Unter der mächtigen alten Eiche – der Gerichtseiche, wie sie seit Generationen genannt wurde – hatte König Heinrich Platz genommen. Um ihn herum standen seine treuen sächsischen und thüringischen Grafen, Adelige und Soldaten, die sein Heer bildeten. Ihnen gegenüber hatten sich die brabantischen Edlen versammelt, angeführt von Friedrich von Telramund, einem Mann von imposanter Statur und finsterem Blick. An seiner Seite stand Ortrud, eine Frau von kalter Schönheit, deren Augen unergründlich waren wie ein tiefer Brunnen.
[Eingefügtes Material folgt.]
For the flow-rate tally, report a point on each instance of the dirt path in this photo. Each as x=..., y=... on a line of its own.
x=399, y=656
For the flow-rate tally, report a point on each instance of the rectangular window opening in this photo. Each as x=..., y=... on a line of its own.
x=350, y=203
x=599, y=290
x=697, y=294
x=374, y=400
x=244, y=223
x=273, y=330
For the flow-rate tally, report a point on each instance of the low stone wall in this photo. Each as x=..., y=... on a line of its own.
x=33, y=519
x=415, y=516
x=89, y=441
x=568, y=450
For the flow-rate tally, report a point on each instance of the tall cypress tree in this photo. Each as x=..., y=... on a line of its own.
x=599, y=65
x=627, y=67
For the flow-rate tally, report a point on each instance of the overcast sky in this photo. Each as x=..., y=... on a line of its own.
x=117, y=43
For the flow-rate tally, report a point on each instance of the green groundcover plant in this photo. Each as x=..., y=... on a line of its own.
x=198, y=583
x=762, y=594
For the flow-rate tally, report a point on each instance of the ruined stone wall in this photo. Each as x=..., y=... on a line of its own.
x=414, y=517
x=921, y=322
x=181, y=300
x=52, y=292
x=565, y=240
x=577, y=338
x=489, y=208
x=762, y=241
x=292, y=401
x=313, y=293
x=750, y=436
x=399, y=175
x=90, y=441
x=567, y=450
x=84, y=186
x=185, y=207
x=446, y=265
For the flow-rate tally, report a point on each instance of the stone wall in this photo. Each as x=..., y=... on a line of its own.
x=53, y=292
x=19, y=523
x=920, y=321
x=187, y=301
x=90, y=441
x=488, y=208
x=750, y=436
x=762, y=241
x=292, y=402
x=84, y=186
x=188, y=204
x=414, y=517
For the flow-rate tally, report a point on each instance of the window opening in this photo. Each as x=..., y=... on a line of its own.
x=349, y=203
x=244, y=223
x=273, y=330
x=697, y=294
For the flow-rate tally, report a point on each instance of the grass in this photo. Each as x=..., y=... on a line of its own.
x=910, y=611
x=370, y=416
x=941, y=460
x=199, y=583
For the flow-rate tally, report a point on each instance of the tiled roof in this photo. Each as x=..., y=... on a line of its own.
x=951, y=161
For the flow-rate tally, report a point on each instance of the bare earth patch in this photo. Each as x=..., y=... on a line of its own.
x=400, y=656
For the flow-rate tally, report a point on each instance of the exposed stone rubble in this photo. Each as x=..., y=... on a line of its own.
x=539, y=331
Zwischen den beiden Gruppen lag ein offener Kreis – die Arena, in der gleich über Leben und Tod entschieden werden sollte.
Der königliche Herold trat mit vier Hornbläsern in die Mitte. Die Hörner erklangen, ihr Ruf hallte über die Wiese und verkündete den Beginn des Gerichts.
"Hört mich an, ihr Grafen, Edlen und freien Männer von Brabant!", rief der Herold mit durchdringender Stimme. "Heinrich, König der Deutschen, ist in eure Stadt gekommen, um nach dem Recht des Reiches zu richten. Schwört ihr, seinem Urteil Frieden und Gehorsam zu gewähren?"
Die Brabanter antworteten wie aus einem Mund: "Wir schwören Frieden und Gehorsam! Willkommen, willkommen, König, in Brabant!"
König Heinrich erhob sich. Er war ein Mann in den besten Jahren, dessen Gesicht von den Sorgen der Herrschaft gezeichnet war, aber auch von einer tiefen Weisheit zeugte.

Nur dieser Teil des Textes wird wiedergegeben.